The running order we were all handed on Saturday night showed clear signs of having been cobbled together in haste. For one thing, the order in which the individual performers chose to play some of the shorter pieces was often strikingly different. For another, the Braxton piece was actually announced as “Composition 69J” (although, admittedly, this may have been a case of Worby himself getting the title wrong). And finally, Evil Nigger would indeed have been a truly jaw-dropping achievement coming from the pen of a nine-year-old in the immediate postwar years…

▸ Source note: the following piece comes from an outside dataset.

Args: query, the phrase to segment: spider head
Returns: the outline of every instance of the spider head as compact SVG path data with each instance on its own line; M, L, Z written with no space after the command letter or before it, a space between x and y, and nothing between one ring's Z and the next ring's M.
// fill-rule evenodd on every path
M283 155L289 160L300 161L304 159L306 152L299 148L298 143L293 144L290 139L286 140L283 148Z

As regards the instrumentation of the last of these, the Baroque-era analogy is a good one, in that the indeterminacy is both liberating and problematical. Given the drastic downturn Eastman’s fortunes took towards the end of his life, his own four-piano recording may well have fallen short of his original intentions (he’d surely have wanted to edit out those panicked-sound yells of “One, two, three, FOUR!”, ushering in each of the early recurrences of the refrain, if nothing else!). Perhaps Opalka’s conception of the piece is closer to the sounds Eastman heard in his head, perhaps it isn’t; however, one clear difference is the greater dynamic contrast in the three-quartets version, but also arguably a certain loss of aggression and drive because we’re not getting that characteristic piano attack. Also, Eastman’s ending is totally different, and even more of a surprise (indeed, I’ve sometimes wondered whether it really fits with the rest of the piece at all).